The nasty problem is with ATITool v0.0.22 and my new Club-3D AIW 9800SE.

With ATITool, the TV Tuner and Video capture don't work correctly (that means TV Tuner does not show any channel, only static, and audio crowbar does not work, no sound output from video-card).

I tracked the problem to atitools.sys driver. If the driver is enabled (system start), the TV tuner/capture does not work. I put "request" starting for the driver and TV works until I start the driver and use ATITool. 
If TV is working while starting atitool.sys and ATITool.exe, it continues working until I close-restart MMC TV.
When TV Tuner is "corrupted" by atitool.sys, it doesn't work even if I stop the driver.
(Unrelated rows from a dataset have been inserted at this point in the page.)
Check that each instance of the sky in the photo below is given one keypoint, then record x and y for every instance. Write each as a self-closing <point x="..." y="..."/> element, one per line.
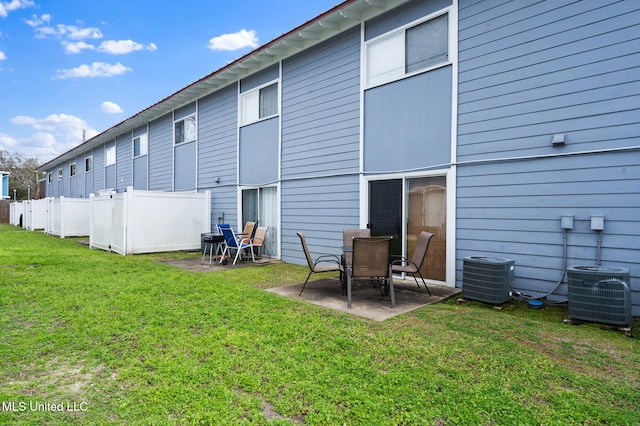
<point x="74" y="67"/>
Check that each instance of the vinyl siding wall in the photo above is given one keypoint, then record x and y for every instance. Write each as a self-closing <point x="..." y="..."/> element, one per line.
<point x="161" y="154"/>
<point x="529" y="71"/>
<point x="320" y="145"/>
<point x="217" y="152"/>
<point x="98" y="169"/>
<point x="124" y="161"/>
<point x="80" y="181"/>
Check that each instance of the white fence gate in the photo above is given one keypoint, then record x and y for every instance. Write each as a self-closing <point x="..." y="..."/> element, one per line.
<point x="35" y="214"/>
<point x="148" y="221"/>
<point x="67" y="217"/>
<point x="16" y="214"/>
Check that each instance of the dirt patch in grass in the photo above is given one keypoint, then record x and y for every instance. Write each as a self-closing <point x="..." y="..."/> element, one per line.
<point x="270" y="412"/>
<point x="57" y="380"/>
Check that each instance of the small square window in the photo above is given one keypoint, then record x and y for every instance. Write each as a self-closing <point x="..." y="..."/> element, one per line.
<point x="140" y="146"/>
<point x="185" y="130"/>
<point x="427" y="44"/>
<point x="259" y="104"/>
<point x="110" y="156"/>
<point x="407" y="51"/>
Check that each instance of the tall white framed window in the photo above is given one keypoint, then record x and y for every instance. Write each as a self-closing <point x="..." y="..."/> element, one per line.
<point x="110" y="156"/>
<point x="185" y="130"/>
<point x="140" y="145"/>
<point x="408" y="50"/>
<point x="259" y="103"/>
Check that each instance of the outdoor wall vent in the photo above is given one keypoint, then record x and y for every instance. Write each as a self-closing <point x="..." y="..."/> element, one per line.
<point x="487" y="279"/>
<point x="559" y="139"/>
<point x="599" y="294"/>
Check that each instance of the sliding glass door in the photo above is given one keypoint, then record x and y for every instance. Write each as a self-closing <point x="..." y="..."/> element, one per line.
<point x="260" y="205"/>
<point x="405" y="207"/>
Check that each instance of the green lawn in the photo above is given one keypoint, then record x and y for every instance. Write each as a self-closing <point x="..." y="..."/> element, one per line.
<point x="127" y="340"/>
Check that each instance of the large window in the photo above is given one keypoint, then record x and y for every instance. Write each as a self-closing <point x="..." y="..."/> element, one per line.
<point x="259" y="104"/>
<point x="140" y="145"/>
<point x="110" y="156"/>
<point x="407" y="51"/>
<point x="185" y="130"/>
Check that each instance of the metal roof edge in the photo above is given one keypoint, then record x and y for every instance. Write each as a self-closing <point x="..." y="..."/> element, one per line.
<point x="340" y="18"/>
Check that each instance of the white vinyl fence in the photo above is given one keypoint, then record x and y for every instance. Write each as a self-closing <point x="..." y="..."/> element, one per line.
<point x="148" y="221"/>
<point x="16" y="214"/>
<point x="35" y="214"/>
<point x="67" y="217"/>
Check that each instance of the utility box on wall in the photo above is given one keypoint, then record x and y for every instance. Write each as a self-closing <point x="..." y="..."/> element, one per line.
<point x="487" y="279"/>
<point x="600" y="294"/>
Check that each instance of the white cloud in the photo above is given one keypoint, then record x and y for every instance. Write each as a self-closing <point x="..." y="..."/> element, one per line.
<point x="77" y="47"/>
<point x="7" y="142"/>
<point x="96" y="69"/>
<point x="36" y="22"/>
<point x="10" y="6"/>
<point x="122" y="47"/>
<point x="53" y="136"/>
<point x="235" y="41"/>
<point x="68" y="31"/>
<point x="110" y="107"/>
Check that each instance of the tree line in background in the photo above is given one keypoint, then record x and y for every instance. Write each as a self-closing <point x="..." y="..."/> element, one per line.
<point x="24" y="174"/>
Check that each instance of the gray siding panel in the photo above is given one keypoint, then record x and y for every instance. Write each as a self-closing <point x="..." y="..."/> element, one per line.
<point x="407" y="124"/>
<point x="320" y="108"/>
<point x="218" y="157"/>
<point x="161" y="154"/>
<point x="140" y="173"/>
<point x="527" y="72"/>
<point x="124" y="161"/>
<point x="259" y="153"/>
<point x="548" y="68"/>
<point x="321" y="209"/>
<point x="513" y="210"/>
<point x="98" y="169"/>
<point x="110" y="177"/>
<point x="80" y="181"/>
<point x="217" y="137"/>
<point x="185" y="166"/>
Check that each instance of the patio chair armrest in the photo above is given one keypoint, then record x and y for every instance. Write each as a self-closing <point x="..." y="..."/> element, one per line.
<point x="401" y="261"/>
<point x="327" y="258"/>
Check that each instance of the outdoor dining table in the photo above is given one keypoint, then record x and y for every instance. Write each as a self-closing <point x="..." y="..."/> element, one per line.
<point x="346" y="265"/>
<point x="211" y="239"/>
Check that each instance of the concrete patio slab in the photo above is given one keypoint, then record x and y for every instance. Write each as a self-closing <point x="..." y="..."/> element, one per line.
<point x="366" y="300"/>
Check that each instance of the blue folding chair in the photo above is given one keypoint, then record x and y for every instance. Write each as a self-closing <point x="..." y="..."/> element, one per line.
<point x="233" y="243"/>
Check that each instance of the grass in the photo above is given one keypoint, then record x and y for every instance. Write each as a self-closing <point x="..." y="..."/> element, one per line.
<point x="127" y="340"/>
A reboot is needed.

With my previous card, an AIW 8500DV I had no problems.

My system is WinXP SP1 with catalyst-8-071-041026a-018719c (4.11), media center 9.03.

Thanks to all!!

P.S.: I did't try ATITool 0.0.23b, I'll do if someone tells me that can solve the issue... And yes, with ATITool, my stock 9800SE (no extra fan or more cooling) runs @ 417:378 stable..    , but no 8 pipelines


----------



## W1zzard (Nov 21, 2004)

yep 0.0.23 betas solve the issue .. its was fixed in beta 1 or beta 2 .. grab latest beta for best results


----------



## Odin (Nov 21, 2004)

Yes with 0.0.23b9 is all OK, thank you very much, W1zzard... as usual I didn't read all the changelogs, sorry...   

Hi to all!!!


----------



## airwave (Dec 4, 2004)

*Same problem with ATI AIW 9800se and same solution*

I've an ATI AIW 9800SE and same problem with the TV channels display in the mmc...

THANKS a lot for the solution!!!!!


----------